PS: Kann man überhaupt einen Vertrag wechseln, wenn der aktuelle erst seit ca. 1 Jahr läuft?


----------



## Tom3004 (28. Mai 2010)

Blizzard23 schrieb:


> PS: Kann man überhaupt einen Vertrag wechseln, wenn der aktuelle erst seit ca. 1 Jahr läuft?


Ich würde sagen: "Nein".


----------



## Herbboy (28. Mai 2010)

Die allermeisten Verträge gehen über 24 Monate, da kannst Du jetzt nicht wechseln oder verlängern - Tarifwechsel beim gleichen Anbieter geht allerdings oft: in einen teureren sowieso, und wenn der aktuelle eigene Tarif inzwischen preiswerter geworden ist, kann man ne anpassung verlangen. In einen neuen preiswerteren Tarif wird aber schwer. Man zahlt ja oft durch einen Teil der monatlichen Gebühren sein handy ab, daher bekommt man ein 300€-Handy bei nem 30€-Vertrag auch nicht so preiswert, als wenn man nen 60€-Vertrag abschließt.


----------



## Rizzard (28. Mai 2010)

Herbboy schrieb:


> Tarifwechsel beim gleichen Anbieter geht allerdings oft: in einen teureren sowieso



Mit dieser Überlegung habe ich ja gespielt, da viele neueren Handys einen anderen Vertrag brauchen (hat wohl was mit der Datenmenge via Internet zu tun), der mich jawohl etwas teurer kommen wird, als der Aktuelle.

Somit stellt sich die Frage, auf welchen Vertrag man da switchen müsste, um ein solch technisches Gerät zu erwerben. Ich bin somit halt an Telekom gebunden.

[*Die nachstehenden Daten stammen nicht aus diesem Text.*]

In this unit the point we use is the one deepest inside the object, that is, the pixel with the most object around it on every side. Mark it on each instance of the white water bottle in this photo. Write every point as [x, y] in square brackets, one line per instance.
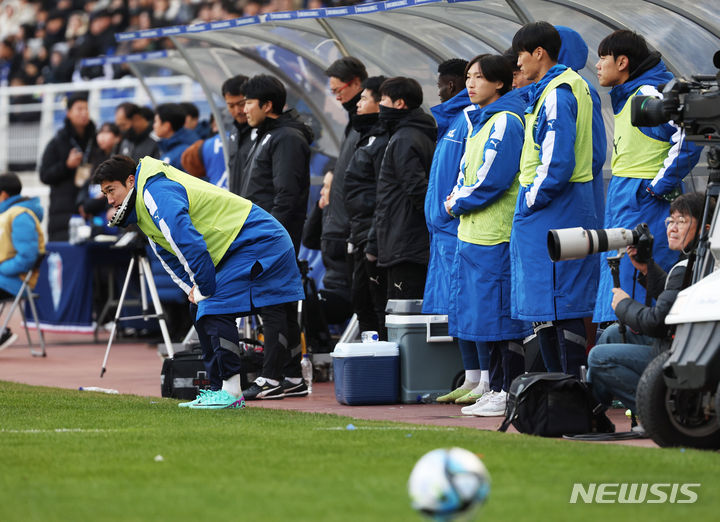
[306, 366]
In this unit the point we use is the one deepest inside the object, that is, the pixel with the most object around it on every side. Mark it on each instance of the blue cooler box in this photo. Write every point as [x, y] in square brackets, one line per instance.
[366, 373]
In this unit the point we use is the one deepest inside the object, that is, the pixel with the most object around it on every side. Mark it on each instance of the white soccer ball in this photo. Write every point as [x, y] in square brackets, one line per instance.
[447, 482]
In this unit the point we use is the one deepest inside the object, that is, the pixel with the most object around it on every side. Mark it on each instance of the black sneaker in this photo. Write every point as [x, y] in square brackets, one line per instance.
[7, 338]
[261, 389]
[294, 390]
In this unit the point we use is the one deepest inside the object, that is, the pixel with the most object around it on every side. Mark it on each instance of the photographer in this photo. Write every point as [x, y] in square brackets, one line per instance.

Hat da schon jemand Erfahrung damit gemacht?
Das Iphone hätte ja auch so seine gewissen Reize.^^


----------



## Herbboy (28. Mai 2010)

Das Handys nen anderen Vertrag "brauchen" ist quatsch. Es ist nur so, dass zB ein smartphone nur wirklich Sinn macht, wenn man auch viel online geht, und DANN ist ein normaler "50min/Monat"-Vertrag natürlich Bockmist   Wenn man will, kann man aber natürlich trotzdem ein Smartphone nehmen und damit nur telefonieren und "offline"-Applikationen betreiben.

Wo man nur aufpassen muss: manche Handys bieten inzwischen ein update an, also das Handy meldet sich und fragt, ob man nach nem Update suchen will. Wenn man das dann durchführt, geht es online und zieht ggf. ne Menge Daten, und DAS ist Sauteuer bei älteren Tarifen und Tarifen, die an sich reine Telefon+SMS-Tarife sind.


Mitten im Vertrag switchen MIT neuem Handy geht aber auf keinen Fall. Bei tmobile sind 10€ pro Monat fürs Handy- vielleicht geht es, wenn Du die 10€ pro Monat restlaufzeit quasi als Ablöseszmme bezahlst, aber sonst wird das nix. Dazu musst Du mal die hotline anrufen, mit denen kann man auch eher handeln als mit den Shops.

Und allgemein nehmen im Grunde inzwischen alle Anbieter 10€ fürs handy pro Monat - früher war das "versteckt" im Preis, inzwischen werben die mit "10€ pro Monat sparen, wenn Sie kein handy nehmen" oder noch dreister "jetzt nur noch x€ pro Monat - und für nur 10€ zusätzlich ihr Wunschhandy!" - und so gut wie immer ist ein Handy in der Summe inzwischen dann sogar teurer, als wenn Du es selber im freien Handel kaufst. 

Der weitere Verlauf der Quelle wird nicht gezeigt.